Am 8. März findet jährlich der internationale Frauentag statt – und das bereits seit 1911 (damals noch am 19., seit 1921 dann am 8. März). Ins Leben gerufen wurde er von sozialistischen Organisationen, die für Gleichberechtigung und das Wahlrecht für Frauen kämpften.
Das Wahlrecht haben wir inzwischen. Dennoch sind Frauen und Männer noch immer nicht vollkommen gleichberechtigt. In vielen Berufen werden Frauen noch immer schlechter bezahlt als Männer, in Führungspositionen sind sie sehr viel seltener vertreten. Kunst und Kultur (und hier vor allem die Stadt- und Staatstheater) bilden da keine Ausnahme.

Grund genug, den März unter das Motto FRAUENPOWER zu stellen.

Das Drama, das ich zu diesem Thema ausgesucht habe, ist Sophokles‘ Antigone – eine griechische Tragödie, zeitlich über 2000 Jahren von uns entfernt und trotzdem in so vielen Aspekten noch hochaktuell.
Ergänzend dazu wird es auch einen Beitrag über das Drama im antiken Griechenland geben.

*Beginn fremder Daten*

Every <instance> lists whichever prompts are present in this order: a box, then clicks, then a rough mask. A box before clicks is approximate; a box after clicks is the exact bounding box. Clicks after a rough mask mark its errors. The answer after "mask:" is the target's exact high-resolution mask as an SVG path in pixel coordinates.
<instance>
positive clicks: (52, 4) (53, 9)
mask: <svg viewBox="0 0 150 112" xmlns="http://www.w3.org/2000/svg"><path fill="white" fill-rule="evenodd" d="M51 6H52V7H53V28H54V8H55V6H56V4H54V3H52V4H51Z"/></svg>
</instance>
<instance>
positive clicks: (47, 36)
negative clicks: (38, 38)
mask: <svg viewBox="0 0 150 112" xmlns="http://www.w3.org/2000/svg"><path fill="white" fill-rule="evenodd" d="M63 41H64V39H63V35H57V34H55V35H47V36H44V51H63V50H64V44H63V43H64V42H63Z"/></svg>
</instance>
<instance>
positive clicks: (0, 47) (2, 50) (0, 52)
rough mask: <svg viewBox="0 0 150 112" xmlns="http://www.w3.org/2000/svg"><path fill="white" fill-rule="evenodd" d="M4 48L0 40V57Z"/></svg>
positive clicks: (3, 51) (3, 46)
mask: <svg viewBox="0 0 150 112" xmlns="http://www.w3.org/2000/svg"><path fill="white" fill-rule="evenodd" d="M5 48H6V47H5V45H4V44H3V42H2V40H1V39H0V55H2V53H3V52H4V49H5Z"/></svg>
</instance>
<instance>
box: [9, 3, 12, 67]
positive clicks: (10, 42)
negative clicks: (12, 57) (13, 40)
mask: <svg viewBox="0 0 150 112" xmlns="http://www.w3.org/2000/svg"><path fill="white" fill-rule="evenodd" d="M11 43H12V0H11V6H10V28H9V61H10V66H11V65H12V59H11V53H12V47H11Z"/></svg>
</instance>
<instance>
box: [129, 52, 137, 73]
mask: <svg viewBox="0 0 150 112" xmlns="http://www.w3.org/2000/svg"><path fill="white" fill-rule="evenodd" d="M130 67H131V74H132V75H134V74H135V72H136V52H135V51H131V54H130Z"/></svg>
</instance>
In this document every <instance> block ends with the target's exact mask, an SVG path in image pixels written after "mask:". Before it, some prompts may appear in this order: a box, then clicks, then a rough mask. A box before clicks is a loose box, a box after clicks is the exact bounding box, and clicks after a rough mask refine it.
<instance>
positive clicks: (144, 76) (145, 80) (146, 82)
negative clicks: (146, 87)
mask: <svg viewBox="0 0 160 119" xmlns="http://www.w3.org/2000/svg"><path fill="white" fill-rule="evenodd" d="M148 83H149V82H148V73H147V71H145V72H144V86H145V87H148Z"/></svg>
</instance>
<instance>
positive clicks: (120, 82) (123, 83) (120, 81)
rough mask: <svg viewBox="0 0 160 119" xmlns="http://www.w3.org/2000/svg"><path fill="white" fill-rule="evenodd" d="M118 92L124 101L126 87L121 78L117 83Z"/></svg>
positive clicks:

Außerdem schauen wir uns an, wie es um die Gleichstellung an deutschen Theatern bestellt ist und wie groß (oder klein?) eigentlich die Vielfalt weiblicher Figuren im Kanon ist.

Die Reihe zum Thema Theaterberufe wird weitergeführt. Diesmal: „Was macht eigentlich … eine Souffleuse?“ Ein Beruf, der fast immer von Frauen ausgeübt wird.

Und wie jeden Monat sollen die Tipps und Tricks natürlich nicht zu kurz kommen. In einem Beitrag teile ich mit euch, wie ihr sehr gute Referate haltet, egal ob in der Schule oder Uni. Und da im April das neue Semester startet, werde ich Ende des Monats meine Tipps mit euch teilen, wie ihr euch am besten organisiert und das neue Semester plant.